Now I quite fail to see that there is in this sense of power over
circumstances anything more than a recognition of our own efforts as
part of the determinative sequence. The added factor to the general
causative series is the consciousness of man himself. We are conscious,
more or less clearly, of our place in the sequence; we are able to
recognize and study our relations to past and present events, and our
probable relation to future ones. We see ourselves as so many efficient
causes of those social reactions that go to make up a science of
sociology, and it is this which gives us a sense of _power_ of
determining events. I say "power" because "freedom" is an altogether
different thing. The question of whether we are free to determine
events is, as I have shown, meaningless when applied to scientific
matters.
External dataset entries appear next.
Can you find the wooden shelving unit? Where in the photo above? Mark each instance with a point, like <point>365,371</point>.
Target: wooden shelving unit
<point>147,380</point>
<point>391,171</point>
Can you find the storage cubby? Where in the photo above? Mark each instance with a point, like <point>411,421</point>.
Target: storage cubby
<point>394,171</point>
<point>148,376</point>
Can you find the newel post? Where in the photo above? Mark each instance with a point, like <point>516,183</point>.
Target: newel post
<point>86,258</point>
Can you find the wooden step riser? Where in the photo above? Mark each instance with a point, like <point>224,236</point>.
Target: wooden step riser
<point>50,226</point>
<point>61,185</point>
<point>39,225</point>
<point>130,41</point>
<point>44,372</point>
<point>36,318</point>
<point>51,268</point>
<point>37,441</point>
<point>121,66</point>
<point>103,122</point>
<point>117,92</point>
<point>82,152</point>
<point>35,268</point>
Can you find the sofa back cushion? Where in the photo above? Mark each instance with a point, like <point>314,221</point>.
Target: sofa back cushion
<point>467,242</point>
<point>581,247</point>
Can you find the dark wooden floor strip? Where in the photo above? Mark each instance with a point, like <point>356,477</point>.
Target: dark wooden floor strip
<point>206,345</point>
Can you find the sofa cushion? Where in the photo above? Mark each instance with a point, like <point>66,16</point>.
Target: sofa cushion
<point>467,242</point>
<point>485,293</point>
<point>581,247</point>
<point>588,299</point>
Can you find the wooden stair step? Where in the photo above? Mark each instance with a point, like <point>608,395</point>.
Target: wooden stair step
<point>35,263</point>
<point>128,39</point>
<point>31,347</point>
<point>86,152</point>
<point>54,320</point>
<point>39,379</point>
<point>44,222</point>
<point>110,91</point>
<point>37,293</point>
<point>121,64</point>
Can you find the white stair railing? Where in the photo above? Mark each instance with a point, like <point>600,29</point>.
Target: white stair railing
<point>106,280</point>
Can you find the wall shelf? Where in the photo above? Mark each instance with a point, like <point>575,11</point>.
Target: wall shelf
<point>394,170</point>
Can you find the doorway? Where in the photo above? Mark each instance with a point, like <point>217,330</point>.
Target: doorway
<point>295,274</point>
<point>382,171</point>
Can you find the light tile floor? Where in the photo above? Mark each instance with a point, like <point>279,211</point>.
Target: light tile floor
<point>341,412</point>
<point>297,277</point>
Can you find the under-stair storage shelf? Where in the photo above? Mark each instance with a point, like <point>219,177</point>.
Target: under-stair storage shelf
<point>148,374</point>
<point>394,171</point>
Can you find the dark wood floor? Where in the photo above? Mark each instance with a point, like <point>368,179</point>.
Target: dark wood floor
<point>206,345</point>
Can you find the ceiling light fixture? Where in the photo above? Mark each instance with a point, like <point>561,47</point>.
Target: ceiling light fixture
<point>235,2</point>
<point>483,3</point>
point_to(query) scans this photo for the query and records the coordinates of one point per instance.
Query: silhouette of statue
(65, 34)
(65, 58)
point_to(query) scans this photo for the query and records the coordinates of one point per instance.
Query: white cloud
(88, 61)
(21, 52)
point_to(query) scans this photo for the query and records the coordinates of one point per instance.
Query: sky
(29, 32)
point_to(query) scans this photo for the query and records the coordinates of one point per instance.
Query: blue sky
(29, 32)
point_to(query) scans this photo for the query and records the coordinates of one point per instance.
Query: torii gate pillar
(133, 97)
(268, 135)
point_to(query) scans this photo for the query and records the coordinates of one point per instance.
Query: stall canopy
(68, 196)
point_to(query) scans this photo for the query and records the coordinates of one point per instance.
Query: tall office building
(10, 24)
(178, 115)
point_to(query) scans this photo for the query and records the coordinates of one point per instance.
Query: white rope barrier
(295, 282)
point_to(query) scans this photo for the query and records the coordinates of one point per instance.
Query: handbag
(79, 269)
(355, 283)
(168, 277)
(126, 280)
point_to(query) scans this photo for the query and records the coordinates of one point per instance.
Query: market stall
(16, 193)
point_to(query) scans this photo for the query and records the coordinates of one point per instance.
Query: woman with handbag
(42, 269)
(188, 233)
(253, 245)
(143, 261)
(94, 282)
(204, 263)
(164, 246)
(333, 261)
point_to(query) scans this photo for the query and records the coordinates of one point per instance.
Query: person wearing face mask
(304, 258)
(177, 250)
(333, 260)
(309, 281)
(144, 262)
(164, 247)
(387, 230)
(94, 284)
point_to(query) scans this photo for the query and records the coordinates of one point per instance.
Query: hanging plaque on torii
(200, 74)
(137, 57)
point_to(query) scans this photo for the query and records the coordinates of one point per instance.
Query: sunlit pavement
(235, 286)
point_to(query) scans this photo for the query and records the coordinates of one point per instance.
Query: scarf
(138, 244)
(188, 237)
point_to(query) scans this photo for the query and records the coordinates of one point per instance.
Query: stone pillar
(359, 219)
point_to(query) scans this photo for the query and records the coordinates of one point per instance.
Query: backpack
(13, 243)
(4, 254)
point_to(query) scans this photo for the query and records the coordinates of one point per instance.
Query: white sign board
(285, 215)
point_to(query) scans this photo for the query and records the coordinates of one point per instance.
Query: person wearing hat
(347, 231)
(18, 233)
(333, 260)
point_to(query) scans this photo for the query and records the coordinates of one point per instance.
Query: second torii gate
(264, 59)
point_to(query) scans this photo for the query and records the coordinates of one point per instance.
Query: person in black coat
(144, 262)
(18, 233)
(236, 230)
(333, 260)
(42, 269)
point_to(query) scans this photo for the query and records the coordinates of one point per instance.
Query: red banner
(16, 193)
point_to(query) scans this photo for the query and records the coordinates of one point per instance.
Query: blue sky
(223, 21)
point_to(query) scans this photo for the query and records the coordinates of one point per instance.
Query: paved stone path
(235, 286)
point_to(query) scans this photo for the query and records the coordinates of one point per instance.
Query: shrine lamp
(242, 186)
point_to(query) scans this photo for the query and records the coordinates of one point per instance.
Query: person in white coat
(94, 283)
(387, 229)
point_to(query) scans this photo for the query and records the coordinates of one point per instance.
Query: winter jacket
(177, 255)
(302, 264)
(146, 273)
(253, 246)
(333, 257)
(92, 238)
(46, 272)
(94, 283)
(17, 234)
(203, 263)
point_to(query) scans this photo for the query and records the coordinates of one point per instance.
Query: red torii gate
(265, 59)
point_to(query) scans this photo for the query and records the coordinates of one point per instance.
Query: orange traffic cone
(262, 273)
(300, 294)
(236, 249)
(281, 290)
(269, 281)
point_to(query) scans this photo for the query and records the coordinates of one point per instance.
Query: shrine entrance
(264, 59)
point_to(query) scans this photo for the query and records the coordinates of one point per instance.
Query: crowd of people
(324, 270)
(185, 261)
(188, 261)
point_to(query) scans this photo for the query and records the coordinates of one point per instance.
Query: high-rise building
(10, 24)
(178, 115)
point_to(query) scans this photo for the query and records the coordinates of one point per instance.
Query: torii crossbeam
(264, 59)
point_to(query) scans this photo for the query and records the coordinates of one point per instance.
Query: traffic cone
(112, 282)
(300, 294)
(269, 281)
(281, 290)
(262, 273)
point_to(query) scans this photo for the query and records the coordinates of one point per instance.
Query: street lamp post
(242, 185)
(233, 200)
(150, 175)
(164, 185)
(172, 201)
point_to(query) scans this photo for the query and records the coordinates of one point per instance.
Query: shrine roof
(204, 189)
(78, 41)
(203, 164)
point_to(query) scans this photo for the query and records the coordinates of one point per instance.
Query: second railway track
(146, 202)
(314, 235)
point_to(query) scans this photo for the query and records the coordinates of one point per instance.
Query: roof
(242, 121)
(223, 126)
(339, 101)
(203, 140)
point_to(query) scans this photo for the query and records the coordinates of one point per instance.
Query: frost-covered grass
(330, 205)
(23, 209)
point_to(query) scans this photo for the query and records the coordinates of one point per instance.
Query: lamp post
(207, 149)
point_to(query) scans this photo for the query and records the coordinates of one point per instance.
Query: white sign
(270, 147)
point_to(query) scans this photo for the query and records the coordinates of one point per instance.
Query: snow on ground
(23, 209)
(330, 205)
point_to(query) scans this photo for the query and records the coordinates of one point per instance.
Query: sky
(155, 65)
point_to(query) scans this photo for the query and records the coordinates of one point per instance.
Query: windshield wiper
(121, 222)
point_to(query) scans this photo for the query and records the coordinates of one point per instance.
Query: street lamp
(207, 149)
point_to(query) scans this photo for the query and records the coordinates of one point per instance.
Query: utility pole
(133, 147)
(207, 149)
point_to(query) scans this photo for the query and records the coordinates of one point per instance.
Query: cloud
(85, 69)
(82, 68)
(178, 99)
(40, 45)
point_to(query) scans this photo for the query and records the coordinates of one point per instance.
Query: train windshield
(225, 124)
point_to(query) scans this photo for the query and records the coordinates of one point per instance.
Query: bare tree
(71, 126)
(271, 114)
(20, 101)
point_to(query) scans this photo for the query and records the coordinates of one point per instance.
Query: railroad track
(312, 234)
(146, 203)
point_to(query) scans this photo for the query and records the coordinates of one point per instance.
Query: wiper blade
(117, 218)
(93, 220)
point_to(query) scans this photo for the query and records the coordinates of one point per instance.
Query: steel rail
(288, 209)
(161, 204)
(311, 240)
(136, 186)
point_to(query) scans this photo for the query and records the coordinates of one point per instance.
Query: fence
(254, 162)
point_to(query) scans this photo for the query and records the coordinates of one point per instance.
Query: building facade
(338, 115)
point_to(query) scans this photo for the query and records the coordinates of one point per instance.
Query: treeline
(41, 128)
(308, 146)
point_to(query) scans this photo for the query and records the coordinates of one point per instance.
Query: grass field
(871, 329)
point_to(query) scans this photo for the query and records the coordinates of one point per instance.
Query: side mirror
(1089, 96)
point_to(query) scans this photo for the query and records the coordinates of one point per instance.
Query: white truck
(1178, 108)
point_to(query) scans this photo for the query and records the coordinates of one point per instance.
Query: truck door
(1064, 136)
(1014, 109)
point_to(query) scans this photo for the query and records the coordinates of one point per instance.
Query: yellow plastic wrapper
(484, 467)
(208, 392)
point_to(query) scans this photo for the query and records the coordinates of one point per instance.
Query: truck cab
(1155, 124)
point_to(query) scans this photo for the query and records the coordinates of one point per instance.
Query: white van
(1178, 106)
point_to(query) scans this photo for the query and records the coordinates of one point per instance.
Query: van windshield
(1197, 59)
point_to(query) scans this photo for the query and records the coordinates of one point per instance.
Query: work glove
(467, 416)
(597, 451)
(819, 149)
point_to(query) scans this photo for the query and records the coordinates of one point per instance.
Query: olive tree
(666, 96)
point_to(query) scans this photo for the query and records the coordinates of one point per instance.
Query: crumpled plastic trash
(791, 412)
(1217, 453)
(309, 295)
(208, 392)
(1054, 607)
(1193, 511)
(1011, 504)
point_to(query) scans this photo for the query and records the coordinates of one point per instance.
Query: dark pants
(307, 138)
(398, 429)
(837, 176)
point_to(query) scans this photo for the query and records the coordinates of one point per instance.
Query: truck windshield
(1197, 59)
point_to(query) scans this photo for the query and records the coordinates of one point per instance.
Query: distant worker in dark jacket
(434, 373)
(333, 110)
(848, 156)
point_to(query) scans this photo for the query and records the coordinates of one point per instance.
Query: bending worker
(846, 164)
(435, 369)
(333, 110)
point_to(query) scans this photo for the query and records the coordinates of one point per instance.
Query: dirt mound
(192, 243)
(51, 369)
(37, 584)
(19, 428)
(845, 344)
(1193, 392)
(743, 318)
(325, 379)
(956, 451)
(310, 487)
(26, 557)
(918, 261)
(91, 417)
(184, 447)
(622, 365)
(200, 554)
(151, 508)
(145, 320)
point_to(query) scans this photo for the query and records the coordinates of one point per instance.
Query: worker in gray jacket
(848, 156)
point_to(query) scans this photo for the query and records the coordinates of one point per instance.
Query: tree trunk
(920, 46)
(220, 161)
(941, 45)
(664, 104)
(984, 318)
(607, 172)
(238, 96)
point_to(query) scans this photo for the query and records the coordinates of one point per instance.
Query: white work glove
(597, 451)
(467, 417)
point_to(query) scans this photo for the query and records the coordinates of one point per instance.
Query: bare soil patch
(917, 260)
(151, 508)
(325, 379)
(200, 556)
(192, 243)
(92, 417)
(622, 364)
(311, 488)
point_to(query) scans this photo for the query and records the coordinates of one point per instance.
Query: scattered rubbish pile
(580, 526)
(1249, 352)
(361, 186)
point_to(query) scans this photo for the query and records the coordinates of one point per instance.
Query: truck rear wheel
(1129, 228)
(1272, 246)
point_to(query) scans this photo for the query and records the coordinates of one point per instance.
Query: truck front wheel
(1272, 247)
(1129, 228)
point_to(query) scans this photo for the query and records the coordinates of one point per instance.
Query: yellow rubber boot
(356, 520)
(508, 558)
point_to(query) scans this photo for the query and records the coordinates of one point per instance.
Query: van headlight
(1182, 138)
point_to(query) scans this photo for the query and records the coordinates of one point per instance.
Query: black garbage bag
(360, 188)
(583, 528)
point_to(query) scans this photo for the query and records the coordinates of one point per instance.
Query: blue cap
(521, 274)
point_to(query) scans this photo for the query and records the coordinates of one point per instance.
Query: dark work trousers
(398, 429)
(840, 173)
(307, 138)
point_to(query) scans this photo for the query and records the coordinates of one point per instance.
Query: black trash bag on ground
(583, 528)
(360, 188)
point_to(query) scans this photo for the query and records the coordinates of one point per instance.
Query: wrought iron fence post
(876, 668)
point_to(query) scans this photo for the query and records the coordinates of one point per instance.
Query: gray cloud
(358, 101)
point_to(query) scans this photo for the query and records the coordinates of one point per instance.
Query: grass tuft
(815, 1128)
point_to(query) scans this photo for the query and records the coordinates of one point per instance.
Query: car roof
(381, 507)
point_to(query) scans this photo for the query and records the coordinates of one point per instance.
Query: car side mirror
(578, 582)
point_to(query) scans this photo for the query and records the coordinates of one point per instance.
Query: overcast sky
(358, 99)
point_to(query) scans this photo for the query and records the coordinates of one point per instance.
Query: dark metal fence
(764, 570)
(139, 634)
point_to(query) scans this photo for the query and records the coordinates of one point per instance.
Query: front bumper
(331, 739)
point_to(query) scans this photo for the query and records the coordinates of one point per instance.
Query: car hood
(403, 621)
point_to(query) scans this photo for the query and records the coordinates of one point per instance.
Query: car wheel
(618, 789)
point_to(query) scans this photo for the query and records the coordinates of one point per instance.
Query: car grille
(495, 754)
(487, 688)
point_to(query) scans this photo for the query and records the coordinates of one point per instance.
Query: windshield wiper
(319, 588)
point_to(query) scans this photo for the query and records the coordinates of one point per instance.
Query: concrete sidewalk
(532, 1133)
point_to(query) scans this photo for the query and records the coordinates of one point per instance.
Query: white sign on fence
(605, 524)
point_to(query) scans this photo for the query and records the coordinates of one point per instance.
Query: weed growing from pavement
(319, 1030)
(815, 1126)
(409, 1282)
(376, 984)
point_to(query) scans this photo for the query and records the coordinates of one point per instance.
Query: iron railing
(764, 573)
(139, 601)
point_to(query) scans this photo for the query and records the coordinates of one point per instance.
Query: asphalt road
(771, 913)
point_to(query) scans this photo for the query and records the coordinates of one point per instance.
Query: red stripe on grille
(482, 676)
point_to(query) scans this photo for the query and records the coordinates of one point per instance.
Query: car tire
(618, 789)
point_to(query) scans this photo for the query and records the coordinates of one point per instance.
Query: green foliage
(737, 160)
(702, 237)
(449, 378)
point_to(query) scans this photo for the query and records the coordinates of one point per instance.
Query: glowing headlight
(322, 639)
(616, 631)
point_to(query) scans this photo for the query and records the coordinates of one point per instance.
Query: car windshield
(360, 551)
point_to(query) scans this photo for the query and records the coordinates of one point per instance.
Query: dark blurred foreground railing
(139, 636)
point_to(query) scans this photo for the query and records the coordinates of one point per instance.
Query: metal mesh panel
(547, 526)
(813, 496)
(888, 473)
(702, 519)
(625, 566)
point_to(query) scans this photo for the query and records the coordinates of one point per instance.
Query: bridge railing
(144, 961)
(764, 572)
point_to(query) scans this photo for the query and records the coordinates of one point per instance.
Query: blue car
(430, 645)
But the question of whether or not we have the _power_ of
determining events may be answered in the affirmative--an answer not in
the least affected by the belief that this power is strictly conditioned
by past and present circumstances. The sense of power is real, and it
expresses a fact, even though the fact be an inevitable one. We are all
shapers of each other's character, moulders of each other's destiny. The
recognition of our power to act in this relation is not contrary to
Determinism, Determinism implies it. It is this which gives a real
meaning to the expression "social sense." For the social sense can have
no other meaning or value than as a recognition of the action of one
individual upon another, which, as in the case of a chemical compound,
results in the production of something that is not given by the mere sum
of individual qualities.

So, too, do we get by this method a higher meaning to the word
"freedom." In an earlier part of this essay it was pointed out that
"freedom" was of social origin and application. Its essential meaning is
liberty to carry out the impulses of one's nature unrestricted by the
coercive action of one's fellows. But there is a higher and a more
positive meaning than this. Man is a social animal; his character is a
social product. The purely human qualities not only lose their value
when divorced from social relationships, it is these relationships that
provide the only medium for their activity. To say that a person is
free to express moral qualities in the absence of his fellows is
meaningless, since it is only in their presence that the manifestation
of them is possible. It is the intercourse of man with man that gives to
each whatever freedom he possesses. The restraints imposed upon each
member of a society in the interests of all are not a curtailing of
human freedom but the condition of its realization. To chafe against
them is, to use Kant's famous illustration, as unreasonable as a bird's
revolt against the opposing medium or atmosphere, in ignorance of the
fact that it is this opposition which makes flight possible. The only
genuine freedom that man can know and enjoy is that provided by social
life. Human freedom has its origin in social relationships, and to these
we are ultimately driven to discover its meaning and significance.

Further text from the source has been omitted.